I am testing a program that looks like this:
kernel_func<<<1, 32, 0, streams[0]>>>(data,0);
cudaMemcpyAsync(data, host_ptr, cudaMemcpyHostToDevice, streams[2]);
kernel_func<<<1, 32, 0, streams[1]>>> (data,1);
After issuing kernel to streams[0] and before issuing to streams[1], there is a async memcpy, issued to streams[2], which modifies the input data used by kernel_func. If host_ptr is page-locked, the operation will be async and may overlap with the kernel_func on streams[1], so the result of kernel_func may not reflect the data changes from the async memcpy.

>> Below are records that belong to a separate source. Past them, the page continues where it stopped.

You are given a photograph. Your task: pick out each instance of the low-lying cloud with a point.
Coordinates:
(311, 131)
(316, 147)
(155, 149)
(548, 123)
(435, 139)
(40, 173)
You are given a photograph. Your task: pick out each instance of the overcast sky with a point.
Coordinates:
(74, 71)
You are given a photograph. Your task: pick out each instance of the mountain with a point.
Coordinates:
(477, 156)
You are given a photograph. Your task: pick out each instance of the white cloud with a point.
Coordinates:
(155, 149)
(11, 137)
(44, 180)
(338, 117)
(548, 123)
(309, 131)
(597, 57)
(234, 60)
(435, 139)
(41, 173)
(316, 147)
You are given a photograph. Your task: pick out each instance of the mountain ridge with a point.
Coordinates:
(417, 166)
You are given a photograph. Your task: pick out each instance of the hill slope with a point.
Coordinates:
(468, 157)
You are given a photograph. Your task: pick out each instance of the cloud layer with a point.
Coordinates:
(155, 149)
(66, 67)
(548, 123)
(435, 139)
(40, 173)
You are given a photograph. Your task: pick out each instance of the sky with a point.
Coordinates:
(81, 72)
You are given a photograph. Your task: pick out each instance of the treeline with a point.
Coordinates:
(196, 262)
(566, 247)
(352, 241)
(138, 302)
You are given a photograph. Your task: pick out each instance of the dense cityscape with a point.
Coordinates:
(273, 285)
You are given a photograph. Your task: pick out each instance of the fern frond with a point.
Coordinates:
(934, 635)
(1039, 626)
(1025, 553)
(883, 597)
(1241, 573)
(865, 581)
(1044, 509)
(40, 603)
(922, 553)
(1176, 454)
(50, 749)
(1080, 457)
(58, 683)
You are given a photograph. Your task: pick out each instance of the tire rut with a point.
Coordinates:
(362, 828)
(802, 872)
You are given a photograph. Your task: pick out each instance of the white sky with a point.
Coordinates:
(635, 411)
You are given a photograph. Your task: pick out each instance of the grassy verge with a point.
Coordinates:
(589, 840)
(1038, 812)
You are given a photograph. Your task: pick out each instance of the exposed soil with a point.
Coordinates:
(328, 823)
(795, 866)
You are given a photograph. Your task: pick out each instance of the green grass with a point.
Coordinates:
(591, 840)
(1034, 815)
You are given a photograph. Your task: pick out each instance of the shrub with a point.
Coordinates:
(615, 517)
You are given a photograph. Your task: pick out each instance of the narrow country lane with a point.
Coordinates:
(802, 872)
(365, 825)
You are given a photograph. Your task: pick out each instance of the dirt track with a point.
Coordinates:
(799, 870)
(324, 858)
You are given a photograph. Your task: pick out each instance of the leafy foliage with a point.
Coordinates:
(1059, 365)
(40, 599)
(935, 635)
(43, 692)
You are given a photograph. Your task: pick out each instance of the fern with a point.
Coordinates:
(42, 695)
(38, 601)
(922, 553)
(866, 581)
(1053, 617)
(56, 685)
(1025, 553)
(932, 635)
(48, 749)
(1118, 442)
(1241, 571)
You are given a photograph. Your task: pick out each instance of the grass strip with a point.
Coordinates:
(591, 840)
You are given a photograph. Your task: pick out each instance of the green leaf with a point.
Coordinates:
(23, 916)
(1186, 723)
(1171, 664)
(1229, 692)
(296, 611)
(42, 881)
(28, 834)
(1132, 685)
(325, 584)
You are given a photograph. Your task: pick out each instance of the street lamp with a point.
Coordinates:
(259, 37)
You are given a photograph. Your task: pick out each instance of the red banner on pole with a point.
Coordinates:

But what if host_ptr is not page-locked?
I have tried using host_ptr that is pointed to a static host array, and the result shows the kernel_func on streams[1] has seen the data changes. That works well. But when I add another kernel_func issuing before it, like:
kernel_func<<<1, 32, 0, streams[0]>>>(data,0);
kernel_func<<<1, 32, 0, streams[2]>>>(data,0);
cudaMemcpyAsync(data, host_ptr, cudaMemcpyHostToDevice, streams[2]);
kernel_func<<<1, 32, 0, streams[1]>>> (data,1);
The result is the same as when host_ptr is pointed to page-locked memory allocated by cudaHostAlloc! But why? Why calling the kernel function on the same stream will make the memcpy overlapping with the next stream?